Shehzad Tanweer (above): Aged 22, born Bradford, lived Beeston, Leeds. Studied religion in Pakistan. Forensic evidence linking him to Aldgate blast.
Germaine Lindsay: Jamaican-born man who lived in Buckinghamshire.
"For as long as Britain remains in occupation of Iraq the terrorist recruiters will have the argument they seek to attract more susceptible young recruits to the bomb team.
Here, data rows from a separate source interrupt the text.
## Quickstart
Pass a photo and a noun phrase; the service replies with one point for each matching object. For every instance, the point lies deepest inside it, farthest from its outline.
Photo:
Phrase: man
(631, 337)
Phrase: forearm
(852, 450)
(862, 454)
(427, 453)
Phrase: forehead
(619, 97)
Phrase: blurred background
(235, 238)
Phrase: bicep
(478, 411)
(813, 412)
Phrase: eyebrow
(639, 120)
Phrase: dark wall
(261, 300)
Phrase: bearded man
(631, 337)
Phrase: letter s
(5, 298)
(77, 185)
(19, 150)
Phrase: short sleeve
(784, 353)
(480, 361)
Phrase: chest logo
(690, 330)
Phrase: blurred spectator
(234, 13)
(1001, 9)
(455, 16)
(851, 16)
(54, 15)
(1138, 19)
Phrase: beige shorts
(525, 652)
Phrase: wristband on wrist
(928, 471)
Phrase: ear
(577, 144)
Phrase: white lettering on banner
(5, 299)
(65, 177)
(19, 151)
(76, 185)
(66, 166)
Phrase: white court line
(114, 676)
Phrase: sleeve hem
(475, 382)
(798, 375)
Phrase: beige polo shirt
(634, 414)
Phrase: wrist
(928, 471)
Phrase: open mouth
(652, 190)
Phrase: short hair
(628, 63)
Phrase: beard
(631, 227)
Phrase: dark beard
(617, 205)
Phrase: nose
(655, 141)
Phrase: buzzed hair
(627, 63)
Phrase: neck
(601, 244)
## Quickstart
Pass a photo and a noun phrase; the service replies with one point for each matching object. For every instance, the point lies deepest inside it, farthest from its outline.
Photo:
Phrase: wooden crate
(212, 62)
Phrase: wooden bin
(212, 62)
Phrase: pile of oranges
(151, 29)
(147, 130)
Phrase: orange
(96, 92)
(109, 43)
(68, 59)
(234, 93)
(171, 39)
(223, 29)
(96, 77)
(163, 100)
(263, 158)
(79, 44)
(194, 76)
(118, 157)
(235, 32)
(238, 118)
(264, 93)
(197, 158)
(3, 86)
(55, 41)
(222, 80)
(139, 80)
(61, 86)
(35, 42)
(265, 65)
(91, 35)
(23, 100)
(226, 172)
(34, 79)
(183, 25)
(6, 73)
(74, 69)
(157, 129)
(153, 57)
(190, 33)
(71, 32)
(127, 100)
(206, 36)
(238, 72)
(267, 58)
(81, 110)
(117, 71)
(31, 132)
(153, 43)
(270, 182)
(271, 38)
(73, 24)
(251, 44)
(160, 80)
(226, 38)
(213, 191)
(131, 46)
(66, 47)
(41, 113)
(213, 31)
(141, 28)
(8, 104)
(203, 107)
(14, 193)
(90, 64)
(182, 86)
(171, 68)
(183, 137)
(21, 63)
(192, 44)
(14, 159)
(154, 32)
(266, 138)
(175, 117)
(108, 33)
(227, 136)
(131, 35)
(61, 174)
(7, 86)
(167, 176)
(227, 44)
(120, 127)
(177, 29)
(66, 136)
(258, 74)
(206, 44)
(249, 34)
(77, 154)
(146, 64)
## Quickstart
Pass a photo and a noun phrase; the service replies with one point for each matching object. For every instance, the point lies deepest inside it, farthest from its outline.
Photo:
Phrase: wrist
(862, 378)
Britain must withdraw now."
And in an interview for GMTV's Sunday programme, Labour ex-minister Clare Short, who resigned over the Iraq war, said she "had no doubt" the atrocities were linked to Iraq.
"We are implicit in the slaughter of large numbers of civilians in Iraq and supporting a Middle East policy that for the Palestinians creates this sense of double standards - that feeds anger," she said.
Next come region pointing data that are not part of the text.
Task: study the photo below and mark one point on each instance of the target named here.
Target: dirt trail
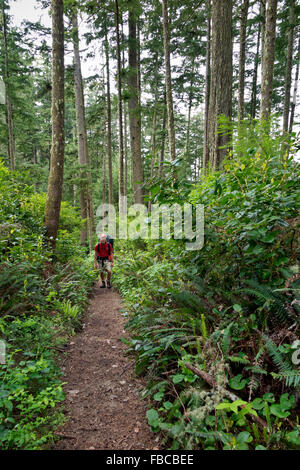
(103, 405)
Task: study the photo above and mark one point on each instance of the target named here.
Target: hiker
(104, 259)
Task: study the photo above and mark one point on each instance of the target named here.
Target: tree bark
(125, 127)
(163, 140)
(10, 125)
(54, 195)
(255, 73)
(135, 110)
(242, 56)
(120, 106)
(83, 154)
(289, 66)
(109, 133)
(168, 78)
(220, 102)
(293, 105)
(207, 84)
(268, 60)
(104, 162)
(188, 130)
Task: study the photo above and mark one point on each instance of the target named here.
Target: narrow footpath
(103, 406)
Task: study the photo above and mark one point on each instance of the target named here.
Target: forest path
(102, 405)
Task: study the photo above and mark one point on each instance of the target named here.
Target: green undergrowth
(41, 306)
(230, 310)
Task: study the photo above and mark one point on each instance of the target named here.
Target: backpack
(109, 245)
(110, 240)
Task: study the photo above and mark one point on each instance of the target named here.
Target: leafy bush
(39, 308)
(231, 309)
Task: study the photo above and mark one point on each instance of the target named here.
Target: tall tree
(54, 195)
(220, 102)
(109, 133)
(168, 78)
(253, 103)
(242, 56)
(288, 68)
(268, 59)
(134, 104)
(11, 142)
(207, 83)
(293, 105)
(86, 200)
(120, 106)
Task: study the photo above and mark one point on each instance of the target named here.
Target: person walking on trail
(104, 260)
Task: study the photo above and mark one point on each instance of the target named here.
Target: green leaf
(153, 418)
(238, 382)
(277, 410)
(177, 378)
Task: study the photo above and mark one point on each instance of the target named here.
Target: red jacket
(103, 250)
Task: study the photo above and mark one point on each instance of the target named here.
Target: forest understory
(168, 105)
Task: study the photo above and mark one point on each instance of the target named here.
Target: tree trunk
(125, 127)
(293, 105)
(54, 195)
(109, 133)
(254, 81)
(263, 23)
(163, 140)
(207, 84)
(87, 212)
(242, 55)
(104, 163)
(268, 60)
(289, 66)
(135, 110)
(11, 143)
(220, 102)
(120, 107)
(168, 80)
(188, 129)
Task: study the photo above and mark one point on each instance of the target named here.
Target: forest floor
(103, 407)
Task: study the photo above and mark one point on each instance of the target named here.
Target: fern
(286, 370)
(187, 299)
(272, 300)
Earlier on Saturday, the family of one of the bombers said he may have been "brainwashed" into carrying it out.
In a statement, they described 30-year-old teacher Mohammad Sidique Khan as "a kind and caring member of our family" and appealed to the public for information.
The family of another of the bombers, 18-year-old Hasib Hussain, have also expressed their "devastation" at events.
British police have turned their attention to finding those who may have helped the bombers carry out last Thursday's attacks.
Officers are searching a house in Leeds linked to Egyptian biochemist Magdi Mahmoud al-Nashar, who has been arrested in Cairo.
Egypt's interior minister said press reports linking Mr al-Nashar to al-Qaeda were "groundless" and based on a hasty conclusion.
Three of the bombers were from West Yorkshire - Hussain, from Holbeck in Leeds; Khan, from Dewsbury, and Tanweer, 22, of Beeston, Leeds, and police are searching their homes.
They are also searching the home of the man they believe is the fourth bomber - Lindsey Germaine, a Jamaican-born man who lived in Aylesbury, Buckinghamshire.
The wreckage of the number 30 bus, which had its roof ripped off in the blast that killed 13 in Tavistock Square, was taken away for further forensic examination on Saturday.
On Friday Britain's top Muslims issued a joint statement of condemnation branding the London bombings "utterly criminal, totally reprehensible, and absolutely un-Islamic".
But Britain's highest ranking Asian police officer, Tarique Ghaffur, said Muslims and their leaders must do more than just condemn the bombings.
Mr Ghaffur, the Metropolitan Police Assistant Commissioner, urged members of the community to inform on potential terrorists and their supporters.
The police would have to engage better with minorities - but the minorities would have to take the first step, he said.